Irish foreign minister Simon Coveney said on Wednesday that he doesn’t believe the UK will trigger the safeguard measure in the Northern Ireland Protocol any time soon.
Coveney’s comment came after the UK’s Brexit Minister David Frost hinted that he could trigger the Article 16 safeguard mechanism if the UK and the EU can’t agree on a solution to address the impact of the protocol on Northern Ireland soon.
Speaking on RTE radio, Coveney said he wouldn’t “read too much into the tough talk at a Conservative Party Conference.”
“My understanding is that the British government is not likely to trigger Article 16 any time soon,” he said.

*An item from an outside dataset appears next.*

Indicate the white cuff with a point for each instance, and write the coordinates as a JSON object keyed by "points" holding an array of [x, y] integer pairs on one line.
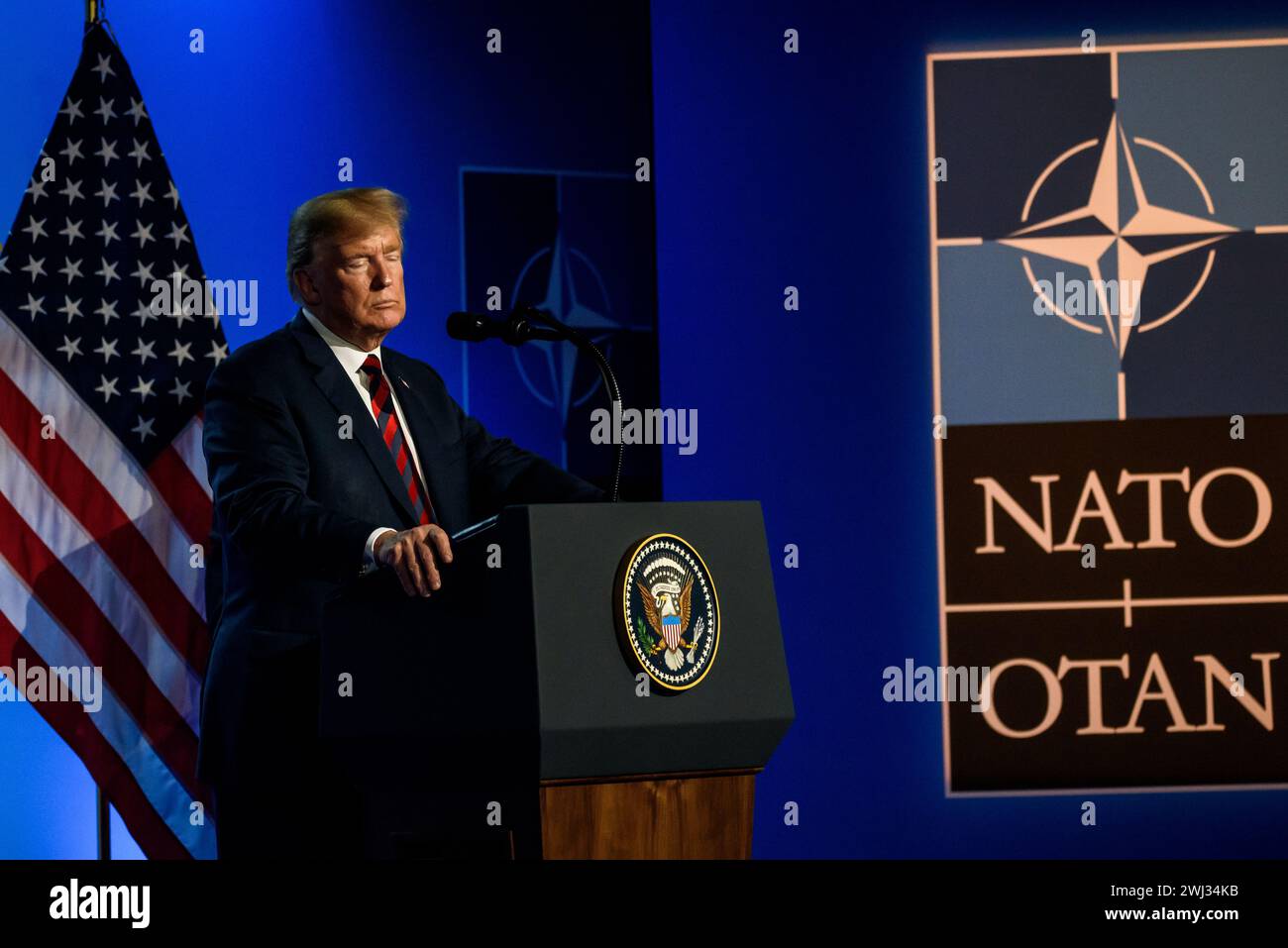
{"points": [[369, 553]]}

The minister said he believed the UK was “committed to an intensive negotiation process for the rest of this month, with the European Commission, who are developing a new package of measures to try to ensure that we can take on board legitimate concerns that have been expressed with the implementation of the protocol.”
Coveney said the Irish government and the EU had listened “very carefully” to Frost’s comments but he believed negotiations between the two sides would continue.

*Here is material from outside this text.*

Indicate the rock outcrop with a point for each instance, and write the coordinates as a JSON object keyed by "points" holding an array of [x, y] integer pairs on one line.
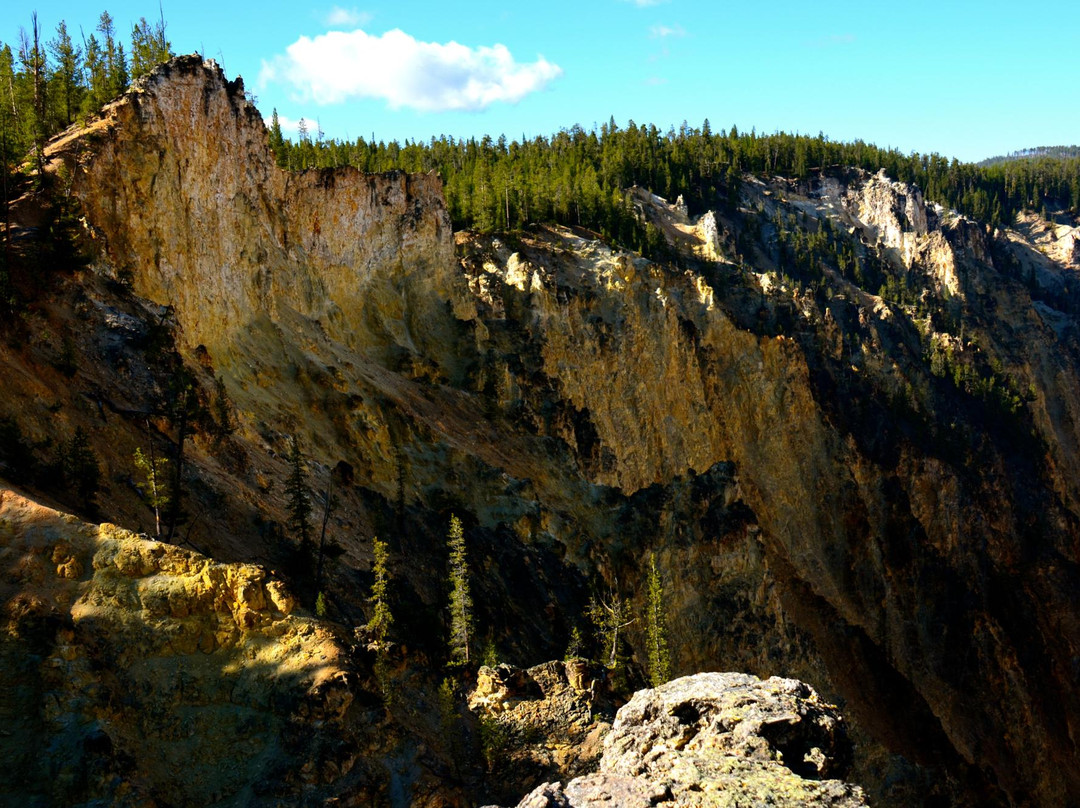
{"points": [[717, 739], [878, 496], [138, 673]]}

“What we’re trying to do here is ensure that it is implemented in as flexible a way as possible to reduce its impact,” Coveney added.

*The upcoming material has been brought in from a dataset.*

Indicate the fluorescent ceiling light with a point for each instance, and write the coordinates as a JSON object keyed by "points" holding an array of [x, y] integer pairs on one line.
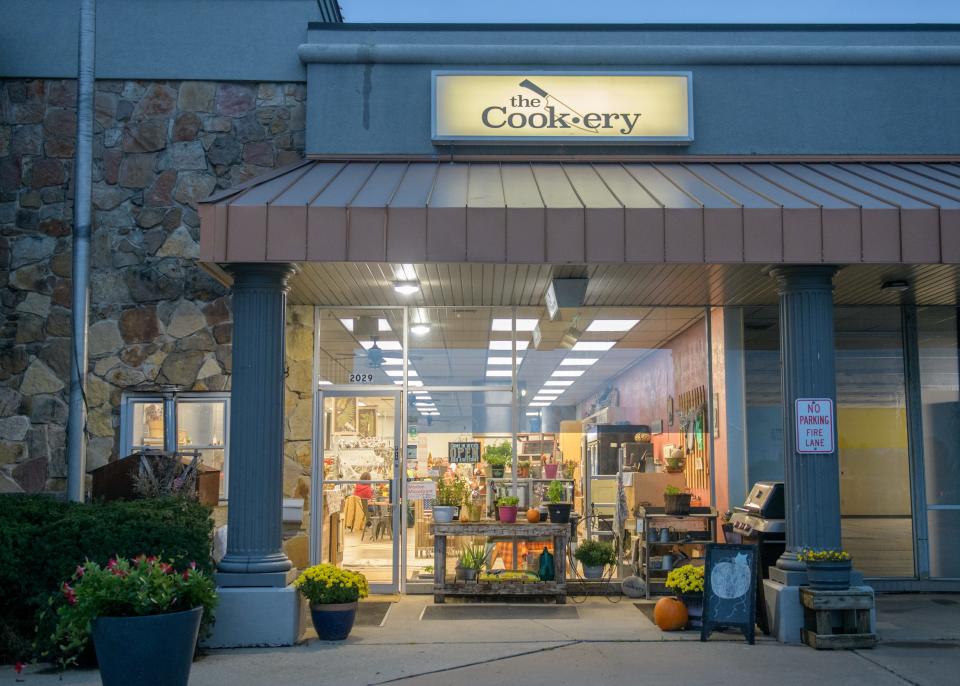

The Northern Ireland Protocol was put in place to avoid a hard border within the island of Ireland, leaving Northern Ireland in the EU’s single market, but it has instead effectively placed a trade barrier in the Irish Sea between Northern Ireland and the rest of the UK.
The UK has demanded “significant” changes to the protocol since July.
Unionists want Prime Minister Boris Johnson to tear up the protocol, a move he has so far resisted as the government presses for a renegotiation with Brussels.
At a conference fringe event this week, DUP leader Sir Jeffrey Donaldson said his party needs to see the government take action “within weeks.”
“We need the government to set up, and to take action to remove this Irish Sea border, remove the barriers to trade within the United Kingdom, and fundamentally, to restore Northern Ireland’s place within the UK internal market,” Donaldson said.
Triggering Article 16 “has its use in the short term,” but legislation was needed “to restore Northern Ireland’s place fully within the United Kingdom,” he said.
PA and Reuters contributed to this report.